Siendo todo prodigioso en esta soberbia cinta, en realidad todo en ella está supeditado a la música, elegida cuidadosamente entre fragmentos de Bach, Paisiello, Schubert, Mozart, marchas prusianas, irish old tunes y Haendel —la impresionante zarabanda en re menor de la Suite para clave HWV 437, en magistral orquestación y adaptación de Leonard Rosenman—. Inolvidable.
En torno a Eyes Wide Shut (1999), basada en un magnífico relato de Schnitzler situado en la Viena crepuscular a caballo de los siglos xix y xx, llevada por Kubrick al año 1999 en la capital del mundo global, Nueva York, no hay tanta unanimidad, pero este pastor tras visionarla repetidamente tiene claro que asistimos con ella a una singular obra maestra, un auténtico réquiem: ¿el del propio Kubrick? ¿el de la civilización occidental? ¿el del ser humano tal y como lo concebimos hasta ahora?
Todos los genios tiene un componente visionario y Kubrick en calidad de tal lo fue —ahí tienen el ejemplo de otra fabulosa cinta Teléfono Rojo: volamos hacia Moscú (1964), despiadada sátira de la Guerra Fría y de la geopolítica, de absoluta vigencia hoy, una película de fina y amarga ironía o la radical y polémica La naranja mecánica—.
En Eyes Wide Shut otra vez la música es protagonista, Ligeti y Shostakovich —además del jazz—, y una puesta en escena extremadamente refinada, colosal, que hoy día ningún cineasta es capaz de reproducir ni de lejos. Descarnada, cruel, amarga, cínica, contiene, sin embargo, una ambigua esperanza y una ambigua ternura hacia el ser humano.

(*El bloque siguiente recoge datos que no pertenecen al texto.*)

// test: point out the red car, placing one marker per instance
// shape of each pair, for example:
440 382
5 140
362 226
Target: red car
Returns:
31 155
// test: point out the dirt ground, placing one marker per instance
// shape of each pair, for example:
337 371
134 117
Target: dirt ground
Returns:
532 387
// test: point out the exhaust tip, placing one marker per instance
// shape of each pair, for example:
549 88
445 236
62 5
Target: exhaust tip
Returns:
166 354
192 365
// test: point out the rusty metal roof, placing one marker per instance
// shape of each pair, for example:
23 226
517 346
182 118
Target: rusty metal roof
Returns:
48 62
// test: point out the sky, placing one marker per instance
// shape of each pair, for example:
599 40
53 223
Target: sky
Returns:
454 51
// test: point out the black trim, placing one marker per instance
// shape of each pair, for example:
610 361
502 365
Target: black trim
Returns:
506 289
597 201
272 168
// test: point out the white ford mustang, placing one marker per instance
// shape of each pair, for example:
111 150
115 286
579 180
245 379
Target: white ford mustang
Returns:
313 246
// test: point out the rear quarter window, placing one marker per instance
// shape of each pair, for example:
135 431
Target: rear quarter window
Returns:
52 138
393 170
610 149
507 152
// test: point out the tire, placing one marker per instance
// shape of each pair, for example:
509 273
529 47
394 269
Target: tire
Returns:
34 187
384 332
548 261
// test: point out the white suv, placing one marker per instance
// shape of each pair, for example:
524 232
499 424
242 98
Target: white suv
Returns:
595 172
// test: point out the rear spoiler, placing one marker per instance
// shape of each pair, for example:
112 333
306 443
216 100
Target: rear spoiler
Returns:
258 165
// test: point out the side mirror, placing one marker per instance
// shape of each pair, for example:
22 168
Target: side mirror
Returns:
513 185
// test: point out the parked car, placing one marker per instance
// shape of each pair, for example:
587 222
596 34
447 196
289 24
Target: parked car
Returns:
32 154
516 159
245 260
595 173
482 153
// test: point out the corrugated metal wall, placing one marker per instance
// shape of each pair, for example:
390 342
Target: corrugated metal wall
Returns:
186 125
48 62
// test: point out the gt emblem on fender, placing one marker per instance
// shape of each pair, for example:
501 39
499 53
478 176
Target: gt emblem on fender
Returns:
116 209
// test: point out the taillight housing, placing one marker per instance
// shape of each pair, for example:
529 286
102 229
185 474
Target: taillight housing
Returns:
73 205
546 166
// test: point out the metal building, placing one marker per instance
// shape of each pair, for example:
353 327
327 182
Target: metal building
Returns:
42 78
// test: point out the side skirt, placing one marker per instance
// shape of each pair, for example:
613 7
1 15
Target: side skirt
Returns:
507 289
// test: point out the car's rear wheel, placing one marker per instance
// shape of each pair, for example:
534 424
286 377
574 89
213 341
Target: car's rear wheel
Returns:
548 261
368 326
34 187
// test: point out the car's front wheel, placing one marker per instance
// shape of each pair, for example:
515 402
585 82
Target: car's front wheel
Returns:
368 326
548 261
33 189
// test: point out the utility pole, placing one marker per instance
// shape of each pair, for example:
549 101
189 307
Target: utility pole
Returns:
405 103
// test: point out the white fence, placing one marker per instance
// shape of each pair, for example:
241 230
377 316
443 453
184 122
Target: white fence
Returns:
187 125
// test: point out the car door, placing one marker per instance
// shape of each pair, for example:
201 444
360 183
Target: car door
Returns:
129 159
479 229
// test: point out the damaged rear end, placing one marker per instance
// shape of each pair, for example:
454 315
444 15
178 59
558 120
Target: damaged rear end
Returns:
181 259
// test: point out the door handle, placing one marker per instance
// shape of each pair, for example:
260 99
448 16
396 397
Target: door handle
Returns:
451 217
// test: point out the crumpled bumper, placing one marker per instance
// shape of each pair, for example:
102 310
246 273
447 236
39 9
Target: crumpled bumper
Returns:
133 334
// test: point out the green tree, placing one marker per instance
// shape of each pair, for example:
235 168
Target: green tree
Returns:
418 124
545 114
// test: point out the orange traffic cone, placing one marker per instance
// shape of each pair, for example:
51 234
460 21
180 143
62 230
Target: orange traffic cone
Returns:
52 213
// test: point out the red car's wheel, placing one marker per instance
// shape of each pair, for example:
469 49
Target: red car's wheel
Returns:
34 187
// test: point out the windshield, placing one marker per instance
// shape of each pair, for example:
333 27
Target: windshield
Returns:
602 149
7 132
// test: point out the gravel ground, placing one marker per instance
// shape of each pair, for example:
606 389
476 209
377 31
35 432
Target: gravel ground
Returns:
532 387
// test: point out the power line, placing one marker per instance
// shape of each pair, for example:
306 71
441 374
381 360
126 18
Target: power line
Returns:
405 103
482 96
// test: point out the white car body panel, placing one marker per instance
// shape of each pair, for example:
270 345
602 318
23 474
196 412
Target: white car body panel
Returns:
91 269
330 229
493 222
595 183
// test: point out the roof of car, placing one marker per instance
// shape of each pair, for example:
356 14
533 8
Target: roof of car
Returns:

El espectacular Vals número 2 de la Suite de Jazz número 2 de Shostakovich —en la soberana versión de Chailly con la Concertgebouw de Ámsterdam— es recordado por todos y trae a la mente fascinantes fotogramas de la última gran obra de un genio que, por supuesto, no era de este mundo: pertenecía, pertenece, al olimpo de los creadores-dioses.
En opinión de este humilde pastor, tenía un precioso secreto para lograr convertir el rollo de celuloide en el oro de sus obras maestras: usar sabiamente el inmenso poder conceptual, estético y emocional de la música clásica y su poderosa influencia —quizá, incluso, dominio— sobre el ser humano.